Desmond Wheatley : So we’ve got purchase orders in and now for pretty much through the end of the first quarter. I know it’s given people some concern that this – we haven’t announced some gigantic federal order here. I’m aware of that. I am not though concerned about our growth. And the reason for that is because the nature of any time when you get these large orders, particularly when there’s lots of other complexities in terms of getting them over the finish line. You’re going to have this type of lumpiness. And I’ve been pretty consistent with that. I’m not – I don’t view it in any way as an indication that there’s any fundamentally wrong with our long-term growth.

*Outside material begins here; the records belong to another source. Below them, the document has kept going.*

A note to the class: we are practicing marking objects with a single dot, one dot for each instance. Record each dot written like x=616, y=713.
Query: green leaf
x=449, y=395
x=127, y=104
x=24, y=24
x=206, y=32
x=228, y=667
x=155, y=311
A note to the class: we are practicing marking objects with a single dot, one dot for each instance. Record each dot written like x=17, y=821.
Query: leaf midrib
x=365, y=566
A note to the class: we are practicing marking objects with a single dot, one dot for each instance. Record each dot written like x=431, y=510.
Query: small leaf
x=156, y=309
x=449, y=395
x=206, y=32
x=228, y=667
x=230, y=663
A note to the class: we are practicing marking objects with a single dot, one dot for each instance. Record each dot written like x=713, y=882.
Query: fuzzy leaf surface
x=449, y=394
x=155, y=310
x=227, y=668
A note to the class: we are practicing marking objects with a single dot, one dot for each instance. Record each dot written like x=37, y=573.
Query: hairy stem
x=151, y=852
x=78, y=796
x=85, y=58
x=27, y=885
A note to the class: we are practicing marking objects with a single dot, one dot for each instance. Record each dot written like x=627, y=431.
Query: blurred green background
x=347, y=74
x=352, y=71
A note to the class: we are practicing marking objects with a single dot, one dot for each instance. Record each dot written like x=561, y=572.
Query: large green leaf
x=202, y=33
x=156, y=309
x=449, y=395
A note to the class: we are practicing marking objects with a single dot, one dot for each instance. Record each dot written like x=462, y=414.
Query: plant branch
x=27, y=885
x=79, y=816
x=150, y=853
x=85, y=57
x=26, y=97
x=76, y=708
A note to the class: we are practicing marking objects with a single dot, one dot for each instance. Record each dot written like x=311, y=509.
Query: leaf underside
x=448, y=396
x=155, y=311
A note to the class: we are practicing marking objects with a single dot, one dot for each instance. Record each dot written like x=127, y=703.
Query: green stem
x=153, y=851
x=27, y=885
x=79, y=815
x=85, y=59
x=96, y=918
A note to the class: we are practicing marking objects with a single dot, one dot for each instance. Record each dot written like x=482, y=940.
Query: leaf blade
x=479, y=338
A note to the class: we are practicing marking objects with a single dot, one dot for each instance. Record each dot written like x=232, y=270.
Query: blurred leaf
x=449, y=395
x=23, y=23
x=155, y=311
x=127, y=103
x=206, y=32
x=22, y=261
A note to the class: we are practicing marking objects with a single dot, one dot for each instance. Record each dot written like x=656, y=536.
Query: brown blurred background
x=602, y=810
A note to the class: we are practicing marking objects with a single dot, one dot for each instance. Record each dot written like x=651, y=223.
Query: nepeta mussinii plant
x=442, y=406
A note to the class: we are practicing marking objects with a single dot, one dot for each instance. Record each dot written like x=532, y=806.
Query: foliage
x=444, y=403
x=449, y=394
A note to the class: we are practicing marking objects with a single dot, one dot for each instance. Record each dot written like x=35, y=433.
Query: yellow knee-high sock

On the contrary, it’s just everything that we’re hearing from all of our prospects, federal, state, local and corporate is that they’re going to be doing more EV charging deployments not less.
It’s only getting harder to do the grid tide ones as the low-hanging fruit is being plucked, meaning locations where it’s easy to deliver a circuit to a charter where somebody would park a car. So – and we’re beating up available circuits of capacity and everything else. And frankly, the other thing that’s encouraging for us is that everybody, government and corporate is becoming more aware of capacity and vulnerability issues around it. People cut off and say, oh, well, Beam’s going to solve the disaster preparedness upside of this and perhaps nothing else. No, it’s both. We’re speed, we’re scale, we’re lower total cost of ownership, and we’re solving the disaster preparedness and capacity issues. So all of these things are becoming more meaningful to people as they deploy more and more chartering.
So I am not concerned by this lumpiness. However, as I said in my comments, not being concerned by it doesn’t mean that I’m not taking steps to make things better, and I am. And the way that I and the whole team are doing that is by diversifying these opportunities for revenue, new product offerings, new geographic environment, obviously, the biggest of those being Europe and then just different verticals that we’re going after in the United States. But I think you have to be very, very pessimistic indeed to think that with the introduction of this new market, Europe has 405 million cars. The United States has $290 million. China has 319 million. This is by far the biggest market in the world. I think you have to be very, very pessimistic to suggest that Beam Global’s going to have a worse future and have less growth than we’ve had after this day with the steps that we’re taking.
And I’m just not that pessimistic because I’m not getting any of those signals from the broader market or from what we’re seeing from our prospects.
Chris Souther: That’s good to hear. Thanks.
Operator: The next question comes from James McCulloch with Private Investor.
James McCulloch: Thanks for taking my call. A couple of questions. First, on the U.S. operations and the prior analysts just touched on the backlog. You mentioned there was some lumpiness and delays due to the government shutdown. However, it doesn’t look like those delays resulted in any increase in backlog. So from last quarter, sales were down about $0.5 million on a quarterly run rate and the backlog was down about $3 million. So I would have expected maybe any delays in purchase orders to show up in an increased backlog. Is there any seasonality on the order rate or any other factors in the fourth quarter that might have impacted the incoming order right?
Desmond Wheatley : Yes. So the same answer I just gave, Jim, really. It’s all just a down to timing. I’m not – the problem – these things are not very well measured quarter-by-quarter. Third quarter it was up 149% over prior year. And from an order cadence point of view, it’s really just the answer I just gave to Chris. It’s lumpy. It’s going to move around. And we’re not going to do a very good job of predicting it in the early days. We don’t have a lot of historical data to go on. But again, all the indications are of macro growth across the board. But we’ll keep working to find other opportunities, of course, as well. Not – again, not because I’m concerned, but because it’s prudent, and I want more and more growth. I’m very aggressive about this. I’m not looking at treading water here. We’re looking at continuing this meter growth, and we’re going to.